GARRYVOE, Ireland (Reuters) - The gap between Britain and the EU over Brexit is “very wide”, Irish Prime Minister Leo Varadkar said on Friday, and the British government’s Northern Irish allies poured cold water on suggestions the contentious border “backstop” could be reworked.
With Prime Minister Boris Johnson vowing to take Britain out of the EU on Oct. 31 with or without a deal, the EU has focused in recent days on whether the main disagreement - over plans to guarantee the border in Ireland remains open - can be bridged.

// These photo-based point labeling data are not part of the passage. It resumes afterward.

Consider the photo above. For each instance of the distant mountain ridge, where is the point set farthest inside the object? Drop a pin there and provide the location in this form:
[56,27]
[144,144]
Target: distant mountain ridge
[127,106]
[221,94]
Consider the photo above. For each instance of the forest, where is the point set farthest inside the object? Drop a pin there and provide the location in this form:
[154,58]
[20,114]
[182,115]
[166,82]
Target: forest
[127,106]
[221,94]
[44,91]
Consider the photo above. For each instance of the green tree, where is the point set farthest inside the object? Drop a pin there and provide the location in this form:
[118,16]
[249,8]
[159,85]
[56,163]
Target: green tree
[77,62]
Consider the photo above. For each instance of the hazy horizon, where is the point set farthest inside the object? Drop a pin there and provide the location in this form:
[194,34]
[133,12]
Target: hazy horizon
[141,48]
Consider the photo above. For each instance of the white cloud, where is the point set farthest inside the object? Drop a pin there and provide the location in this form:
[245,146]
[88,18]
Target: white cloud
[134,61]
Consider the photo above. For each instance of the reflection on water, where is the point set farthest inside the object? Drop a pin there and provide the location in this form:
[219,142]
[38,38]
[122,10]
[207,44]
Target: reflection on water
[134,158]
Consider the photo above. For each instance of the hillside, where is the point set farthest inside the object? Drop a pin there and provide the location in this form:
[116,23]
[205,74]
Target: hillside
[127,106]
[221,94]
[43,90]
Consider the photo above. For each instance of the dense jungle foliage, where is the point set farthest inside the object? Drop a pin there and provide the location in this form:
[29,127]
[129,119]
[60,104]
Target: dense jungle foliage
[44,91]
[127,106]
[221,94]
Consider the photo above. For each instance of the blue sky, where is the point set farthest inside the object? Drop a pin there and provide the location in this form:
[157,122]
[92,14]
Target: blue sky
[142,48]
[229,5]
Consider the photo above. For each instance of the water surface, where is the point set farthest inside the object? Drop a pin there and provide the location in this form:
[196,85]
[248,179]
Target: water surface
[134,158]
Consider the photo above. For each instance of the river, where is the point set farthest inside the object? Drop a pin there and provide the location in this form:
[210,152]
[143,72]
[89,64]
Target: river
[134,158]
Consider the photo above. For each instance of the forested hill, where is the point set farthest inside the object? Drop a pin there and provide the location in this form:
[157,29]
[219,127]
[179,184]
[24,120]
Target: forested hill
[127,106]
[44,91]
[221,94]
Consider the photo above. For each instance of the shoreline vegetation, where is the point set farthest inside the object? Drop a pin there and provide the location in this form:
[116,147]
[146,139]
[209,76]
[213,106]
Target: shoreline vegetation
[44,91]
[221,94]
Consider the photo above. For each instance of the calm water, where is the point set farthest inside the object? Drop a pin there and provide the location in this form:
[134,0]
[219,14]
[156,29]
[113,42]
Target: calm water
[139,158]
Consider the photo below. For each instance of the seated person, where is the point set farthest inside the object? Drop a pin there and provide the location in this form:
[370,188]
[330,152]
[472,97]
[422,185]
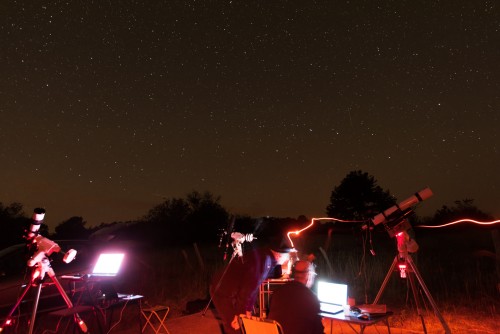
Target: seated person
[294,305]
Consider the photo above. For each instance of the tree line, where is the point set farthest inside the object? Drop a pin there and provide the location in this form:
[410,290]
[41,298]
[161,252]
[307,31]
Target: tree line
[200,217]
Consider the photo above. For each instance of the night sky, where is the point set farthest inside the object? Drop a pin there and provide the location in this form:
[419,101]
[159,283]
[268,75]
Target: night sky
[107,108]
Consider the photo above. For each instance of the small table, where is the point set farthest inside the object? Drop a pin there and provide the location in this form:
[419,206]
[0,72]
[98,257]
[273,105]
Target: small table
[265,292]
[155,317]
[354,321]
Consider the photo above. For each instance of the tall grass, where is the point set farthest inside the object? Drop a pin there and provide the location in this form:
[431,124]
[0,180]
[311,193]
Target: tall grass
[452,274]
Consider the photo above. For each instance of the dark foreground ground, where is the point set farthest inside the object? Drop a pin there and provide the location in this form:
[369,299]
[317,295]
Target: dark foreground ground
[128,321]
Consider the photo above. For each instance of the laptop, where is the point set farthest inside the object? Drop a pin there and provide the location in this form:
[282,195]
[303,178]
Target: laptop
[107,266]
[332,297]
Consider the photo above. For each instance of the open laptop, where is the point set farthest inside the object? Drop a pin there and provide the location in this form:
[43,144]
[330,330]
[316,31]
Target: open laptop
[332,297]
[107,266]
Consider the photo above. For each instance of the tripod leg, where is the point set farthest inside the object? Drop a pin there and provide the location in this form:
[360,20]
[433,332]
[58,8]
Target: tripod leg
[67,300]
[218,284]
[387,277]
[417,301]
[429,297]
[35,307]
[8,319]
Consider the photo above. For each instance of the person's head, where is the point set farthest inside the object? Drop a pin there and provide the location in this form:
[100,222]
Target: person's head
[281,255]
[304,272]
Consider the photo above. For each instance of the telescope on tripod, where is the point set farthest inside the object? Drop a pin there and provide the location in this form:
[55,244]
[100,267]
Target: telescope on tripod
[41,248]
[395,221]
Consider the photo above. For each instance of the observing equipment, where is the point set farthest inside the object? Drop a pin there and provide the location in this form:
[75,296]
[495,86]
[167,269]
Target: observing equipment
[40,267]
[332,297]
[395,222]
[394,218]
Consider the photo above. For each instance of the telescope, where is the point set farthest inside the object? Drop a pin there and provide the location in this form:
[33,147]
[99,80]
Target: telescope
[394,217]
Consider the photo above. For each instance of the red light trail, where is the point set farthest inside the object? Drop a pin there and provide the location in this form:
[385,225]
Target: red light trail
[493,222]
[313,220]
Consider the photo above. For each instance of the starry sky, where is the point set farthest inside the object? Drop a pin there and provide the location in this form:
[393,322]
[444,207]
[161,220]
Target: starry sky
[107,108]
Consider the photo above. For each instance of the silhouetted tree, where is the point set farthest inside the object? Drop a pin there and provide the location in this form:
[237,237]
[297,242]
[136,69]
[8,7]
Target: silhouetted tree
[358,197]
[177,220]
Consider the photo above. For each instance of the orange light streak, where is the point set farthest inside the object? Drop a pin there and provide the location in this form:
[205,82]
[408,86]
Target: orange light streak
[313,220]
[493,222]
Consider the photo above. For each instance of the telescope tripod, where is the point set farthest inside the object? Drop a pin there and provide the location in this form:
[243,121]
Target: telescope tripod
[408,269]
[38,274]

A deal reached last year with Johnson’s predecessor Theresa May would guarantee regulatory alignment between Northern Ireland and EU member Ireland to help keep goods flowing. But the British parliament rejected it three times.

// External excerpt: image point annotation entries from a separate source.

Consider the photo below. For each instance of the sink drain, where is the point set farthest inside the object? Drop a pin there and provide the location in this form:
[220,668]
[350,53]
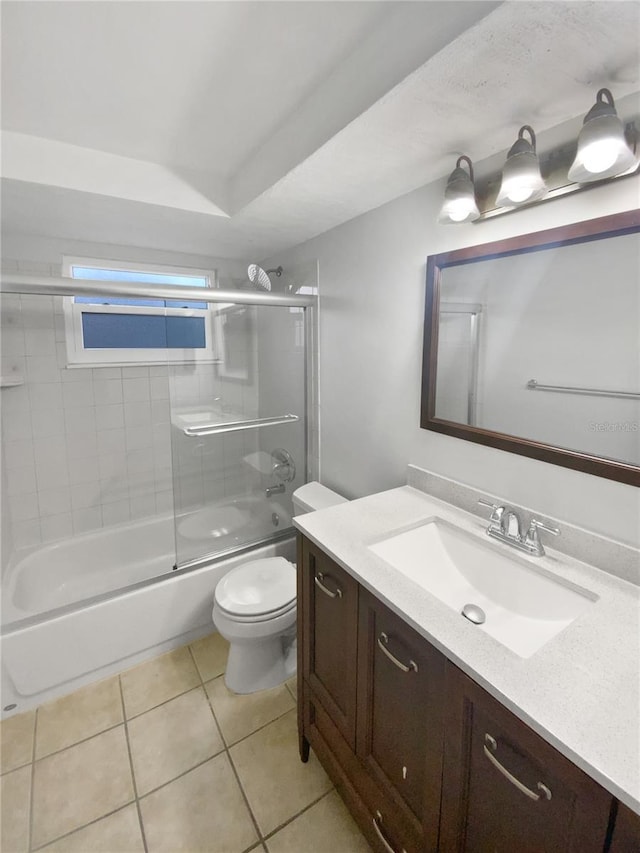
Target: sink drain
[474,614]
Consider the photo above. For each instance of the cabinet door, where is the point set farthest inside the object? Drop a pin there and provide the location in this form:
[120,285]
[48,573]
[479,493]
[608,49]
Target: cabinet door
[506,789]
[626,831]
[400,713]
[329,636]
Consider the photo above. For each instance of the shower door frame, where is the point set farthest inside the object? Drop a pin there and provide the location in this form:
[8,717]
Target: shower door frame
[21,284]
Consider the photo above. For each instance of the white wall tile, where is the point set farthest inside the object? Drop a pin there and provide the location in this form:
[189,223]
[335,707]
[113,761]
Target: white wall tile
[107,391]
[111,441]
[40,342]
[137,414]
[19,454]
[45,395]
[83,470]
[56,527]
[80,420]
[135,390]
[84,495]
[78,394]
[21,481]
[116,513]
[26,533]
[54,501]
[109,417]
[24,507]
[42,368]
[86,519]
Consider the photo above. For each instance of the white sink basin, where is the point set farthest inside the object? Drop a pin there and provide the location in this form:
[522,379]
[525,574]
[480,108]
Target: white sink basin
[524,606]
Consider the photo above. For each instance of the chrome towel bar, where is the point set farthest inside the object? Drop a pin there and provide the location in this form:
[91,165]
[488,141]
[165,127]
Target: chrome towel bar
[235,426]
[534,385]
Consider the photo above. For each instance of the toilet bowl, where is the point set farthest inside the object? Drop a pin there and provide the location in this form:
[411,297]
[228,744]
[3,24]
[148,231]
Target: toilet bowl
[255,610]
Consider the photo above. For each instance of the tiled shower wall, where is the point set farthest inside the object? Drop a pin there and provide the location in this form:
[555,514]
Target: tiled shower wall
[85,448]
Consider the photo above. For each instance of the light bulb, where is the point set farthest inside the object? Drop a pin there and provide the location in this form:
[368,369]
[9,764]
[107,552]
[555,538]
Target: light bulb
[599,156]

Johnson says the border backstop must be replaced to reach any deal. The EU says any replacement must have the same effect, and so far London has offered no proposals that are good enough.

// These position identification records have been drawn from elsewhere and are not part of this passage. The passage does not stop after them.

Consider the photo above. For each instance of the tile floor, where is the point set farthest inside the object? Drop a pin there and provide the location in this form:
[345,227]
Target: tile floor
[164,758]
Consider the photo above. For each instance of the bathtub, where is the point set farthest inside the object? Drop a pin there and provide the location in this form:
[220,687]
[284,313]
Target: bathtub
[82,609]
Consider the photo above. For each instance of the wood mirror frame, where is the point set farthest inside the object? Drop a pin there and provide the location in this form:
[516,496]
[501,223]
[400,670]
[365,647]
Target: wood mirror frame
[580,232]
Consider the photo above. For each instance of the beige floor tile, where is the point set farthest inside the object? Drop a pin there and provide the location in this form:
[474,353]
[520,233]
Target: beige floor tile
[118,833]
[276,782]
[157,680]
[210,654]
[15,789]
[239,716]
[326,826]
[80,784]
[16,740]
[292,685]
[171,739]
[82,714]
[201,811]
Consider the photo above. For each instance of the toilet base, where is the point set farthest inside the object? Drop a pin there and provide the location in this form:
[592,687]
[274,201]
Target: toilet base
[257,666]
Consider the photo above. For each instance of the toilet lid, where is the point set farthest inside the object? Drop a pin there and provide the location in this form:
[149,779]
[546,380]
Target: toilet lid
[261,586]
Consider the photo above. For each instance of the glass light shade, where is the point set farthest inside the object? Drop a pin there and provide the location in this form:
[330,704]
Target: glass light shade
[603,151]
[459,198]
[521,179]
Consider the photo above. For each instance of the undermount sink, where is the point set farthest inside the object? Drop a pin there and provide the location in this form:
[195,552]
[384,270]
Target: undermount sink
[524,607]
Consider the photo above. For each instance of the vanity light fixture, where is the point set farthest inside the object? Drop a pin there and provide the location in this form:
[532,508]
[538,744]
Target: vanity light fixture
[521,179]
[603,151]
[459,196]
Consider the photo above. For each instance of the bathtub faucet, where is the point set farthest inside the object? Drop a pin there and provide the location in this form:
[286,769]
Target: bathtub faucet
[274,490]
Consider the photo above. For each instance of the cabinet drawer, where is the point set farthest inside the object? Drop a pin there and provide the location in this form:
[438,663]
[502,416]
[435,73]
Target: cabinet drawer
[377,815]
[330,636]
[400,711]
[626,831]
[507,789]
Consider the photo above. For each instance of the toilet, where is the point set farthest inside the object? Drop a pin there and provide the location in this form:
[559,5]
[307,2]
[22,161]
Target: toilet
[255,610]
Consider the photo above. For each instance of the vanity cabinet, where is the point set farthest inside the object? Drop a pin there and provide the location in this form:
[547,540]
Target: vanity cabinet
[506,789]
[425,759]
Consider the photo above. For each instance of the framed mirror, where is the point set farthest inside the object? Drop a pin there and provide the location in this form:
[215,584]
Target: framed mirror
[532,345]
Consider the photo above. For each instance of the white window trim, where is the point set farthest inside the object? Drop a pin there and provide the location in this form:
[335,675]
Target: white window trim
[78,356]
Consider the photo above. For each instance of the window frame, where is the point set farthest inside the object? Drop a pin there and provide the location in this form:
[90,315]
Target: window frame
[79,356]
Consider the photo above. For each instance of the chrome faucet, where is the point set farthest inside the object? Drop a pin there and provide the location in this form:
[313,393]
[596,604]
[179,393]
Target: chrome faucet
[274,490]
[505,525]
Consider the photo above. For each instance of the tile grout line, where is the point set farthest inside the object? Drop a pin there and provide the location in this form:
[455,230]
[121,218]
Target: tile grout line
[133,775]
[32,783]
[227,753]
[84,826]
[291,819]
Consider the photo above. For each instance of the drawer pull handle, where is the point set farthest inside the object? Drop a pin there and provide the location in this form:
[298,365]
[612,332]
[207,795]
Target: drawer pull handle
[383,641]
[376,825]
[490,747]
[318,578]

“We always said we are willing to explore alternative arrangements ... But so far I think it is fair to say that what we are seeing falls very far short of what we need,” Varadkar told Ireland’s RTE radio in an interview.
“The gap is very wide,” he said.
Northern Ireland’s largest political party, whose 10 members of parliament support Johnson’s minority government, also suggested a deal was not close, saying it would not let the British region be forced to accept EU regulations after Brexit.
Britain’s Times newspaper reported that the DUP had agreed to accept Northern Ireland abiding by some European Union rules after Brexit as part of a deal to replace the Irish backstop. But Democratic Unionist Party Brexit spokesman Sammy Wilson rejected the report as “nonsense”.
“We will not accept a Northern Ireland-only backstop... It won’t be a backstop by any other name either. We will not be accepting separate arrangements that cut us off from UK,” Wilson told BBC Radio Ulster.
He suggested that the Northern Ireland assembly would require an effective veto of any EU regulations, only approving measures “if we believe it is to the advantage of industry in Northern Ireland,” something the EU and Ireland have repeatedly rejected.
DUP leader Arlene Foster also rejected the Times story in a tweet, saying the “UK must leave as one nation”.
“We are keen to see a sensible deal but not one that divides the internal market of the UK,” Foster said.
Johnson’s government lost its working majority in parliament last week after expulsions and defections from his Conservatives, which means the DUP no longer holds the balance of power in parliament. But its votes could still prove crucial as Johnson tries to convince Brussels that he can secure parliamentary approval for any deal.